Teenagers are full of excuses because their parents allow the excuses. They don't want to roll out of bed in the morning so they have "depression" and mom doesn't make them go. They can't focus on Shakespeare, they're bored, so boom, the kid has adhd. He needs extra time for his assignments and he doesn't have to complete the whole thing. When kids fail the class the parents call in, raging mad at the teacher, not the student, because surely something like that could not be the student's fault.
Teenagers are narcissists because their parents told them they can do no wrong. Their parents told them they are special and beautiful and better than all the other kids so teenagers think they are special and beautiful and better than all the other kids. They are told they are perfect, that they can't mistakes, that they are above discipline and above rules. If a kid doesn't like a teacher then lets just switch him out. Get him a new teacher instead of learning how to deal with a clashing personality. Lets hand pick his whole schedule because only the best for our superior child.
So no. I don't believe teenagers are getting worse with every year.

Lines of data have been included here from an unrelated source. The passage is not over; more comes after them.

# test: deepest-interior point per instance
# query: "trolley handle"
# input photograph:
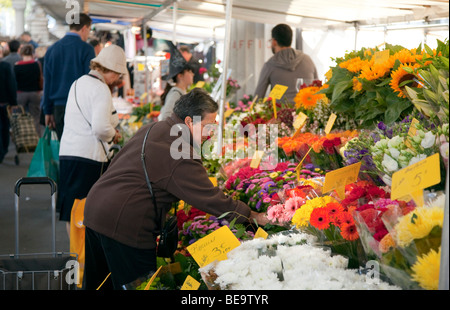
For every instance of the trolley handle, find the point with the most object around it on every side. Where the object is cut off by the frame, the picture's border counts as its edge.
(34, 180)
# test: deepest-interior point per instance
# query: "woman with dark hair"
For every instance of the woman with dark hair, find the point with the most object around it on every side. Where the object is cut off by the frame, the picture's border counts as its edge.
(182, 75)
(122, 223)
(29, 84)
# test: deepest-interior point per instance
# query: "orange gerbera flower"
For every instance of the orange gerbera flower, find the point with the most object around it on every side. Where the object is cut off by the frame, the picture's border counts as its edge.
(400, 75)
(319, 218)
(349, 232)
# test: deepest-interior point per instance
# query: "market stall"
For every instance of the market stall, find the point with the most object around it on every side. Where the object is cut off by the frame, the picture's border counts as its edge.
(356, 180)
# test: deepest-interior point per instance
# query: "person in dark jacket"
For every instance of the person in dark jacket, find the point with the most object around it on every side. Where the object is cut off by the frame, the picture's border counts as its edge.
(8, 96)
(120, 218)
(285, 66)
(29, 78)
(64, 62)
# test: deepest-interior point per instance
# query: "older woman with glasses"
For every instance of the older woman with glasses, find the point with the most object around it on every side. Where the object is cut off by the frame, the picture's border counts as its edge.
(90, 123)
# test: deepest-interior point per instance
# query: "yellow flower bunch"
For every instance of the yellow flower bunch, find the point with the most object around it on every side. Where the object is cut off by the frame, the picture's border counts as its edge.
(426, 270)
(302, 215)
(418, 224)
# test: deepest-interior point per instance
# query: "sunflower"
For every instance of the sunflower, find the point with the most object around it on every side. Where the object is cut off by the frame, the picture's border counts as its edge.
(426, 270)
(357, 85)
(399, 76)
(319, 218)
(418, 224)
(349, 232)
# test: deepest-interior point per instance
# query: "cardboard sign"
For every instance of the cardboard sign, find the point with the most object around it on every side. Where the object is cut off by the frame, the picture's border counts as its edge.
(381, 57)
(190, 284)
(147, 287)
(213, 180)
(337, 179)
(228, 113)
(214, 246)
(413, 179)
(330, 123)
(256, 159)
(299, 166)
(300, 120)
(274, 103)
(200, 84)
(261, 233)
(253, 102)
(278, 91)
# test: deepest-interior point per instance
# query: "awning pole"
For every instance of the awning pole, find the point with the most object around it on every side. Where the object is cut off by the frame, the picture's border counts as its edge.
(174, 16)
(226, 49)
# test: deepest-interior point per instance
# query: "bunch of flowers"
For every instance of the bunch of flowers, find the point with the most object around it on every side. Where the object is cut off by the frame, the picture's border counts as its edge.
(411, 249)
(291, 199)
(370, 90)
(285, 262)
(400, 151)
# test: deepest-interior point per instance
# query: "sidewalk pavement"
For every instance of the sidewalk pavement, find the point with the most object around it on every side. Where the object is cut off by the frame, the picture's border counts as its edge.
(35, 219)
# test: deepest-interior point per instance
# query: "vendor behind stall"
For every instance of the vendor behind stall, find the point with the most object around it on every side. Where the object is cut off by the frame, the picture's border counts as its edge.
(121, 225)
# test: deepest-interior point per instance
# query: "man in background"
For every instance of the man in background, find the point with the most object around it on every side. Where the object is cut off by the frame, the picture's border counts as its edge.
(13, 55)
(192, 62)
(65, 61)
(26, 38)
(285, 66)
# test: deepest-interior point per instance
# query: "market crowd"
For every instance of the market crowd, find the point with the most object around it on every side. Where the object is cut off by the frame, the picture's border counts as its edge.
(67, 88)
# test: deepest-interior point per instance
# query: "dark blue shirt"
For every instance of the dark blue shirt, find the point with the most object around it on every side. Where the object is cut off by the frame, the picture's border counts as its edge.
(65, 61)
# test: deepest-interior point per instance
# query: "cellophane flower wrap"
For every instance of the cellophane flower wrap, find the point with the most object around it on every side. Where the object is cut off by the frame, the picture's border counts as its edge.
(410, 251)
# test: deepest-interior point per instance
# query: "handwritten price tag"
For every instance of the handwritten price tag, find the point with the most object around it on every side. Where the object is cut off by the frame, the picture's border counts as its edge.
(214, 246)
(256, 159)
(278, 91)
(330, 123)
(413, 179)
(337, 179)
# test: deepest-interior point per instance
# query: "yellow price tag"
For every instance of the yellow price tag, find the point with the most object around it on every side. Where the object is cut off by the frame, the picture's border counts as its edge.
(261, 233)
(299, 166)
(300, 120)
(190, 284)
(228, 113)
(381, 57)
(214, 246)
(253, 102)
(274, 103)
(278, 91)
(330, 123)
(329, 74)
(141, 67)
(256, 159)
(337, 179)
(200, 84)
(413, 179)
(213, 180)
(147, 287)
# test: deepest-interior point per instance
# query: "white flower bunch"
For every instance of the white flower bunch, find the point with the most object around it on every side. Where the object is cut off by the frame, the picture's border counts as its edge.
(391, 155)
(287, 262)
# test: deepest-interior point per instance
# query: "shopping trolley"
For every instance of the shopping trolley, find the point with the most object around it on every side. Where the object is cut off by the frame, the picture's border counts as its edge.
(23, 131)
(38, 271)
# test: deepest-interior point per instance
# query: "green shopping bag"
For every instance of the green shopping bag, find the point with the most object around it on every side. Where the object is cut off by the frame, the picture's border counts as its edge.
(45, 161)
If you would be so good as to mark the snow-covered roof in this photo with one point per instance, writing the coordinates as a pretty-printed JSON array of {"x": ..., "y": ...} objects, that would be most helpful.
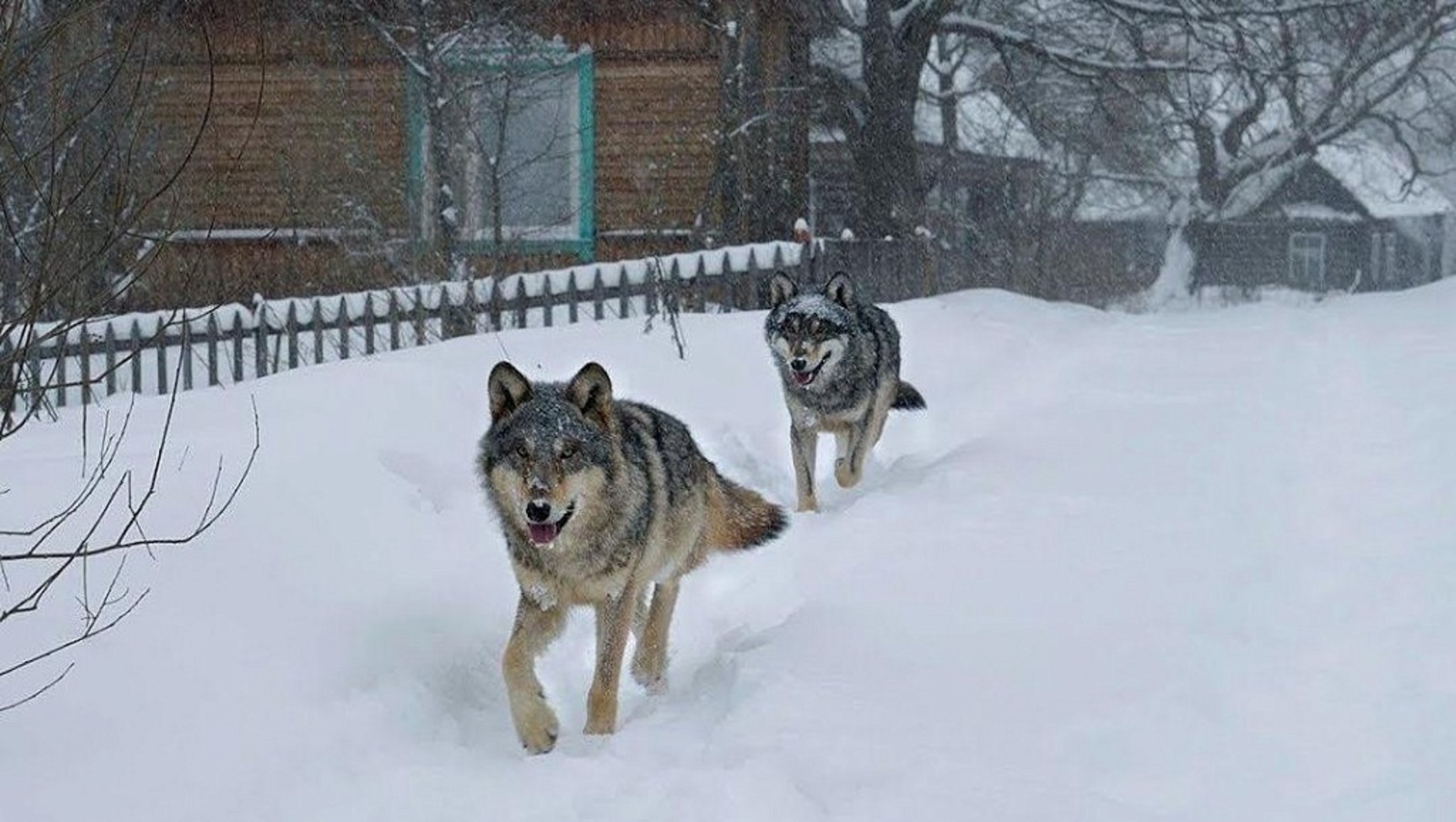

I believe the parents are, and that's the sad truth.
I realize this is a fairly pessimistic view of parents today, but the fact of the matter is I'm tired of teenagers having to take the brunt of the blame for their generation. They are only what they are because they were raised that way. I also realize that there are millions and millions of teenagers who have none of the above qualities. I see them every day. I teach hard working, funny, smart kids who show respect and bust their butts for my class. And it ain't hard to see- those kids are also that way because of their parents.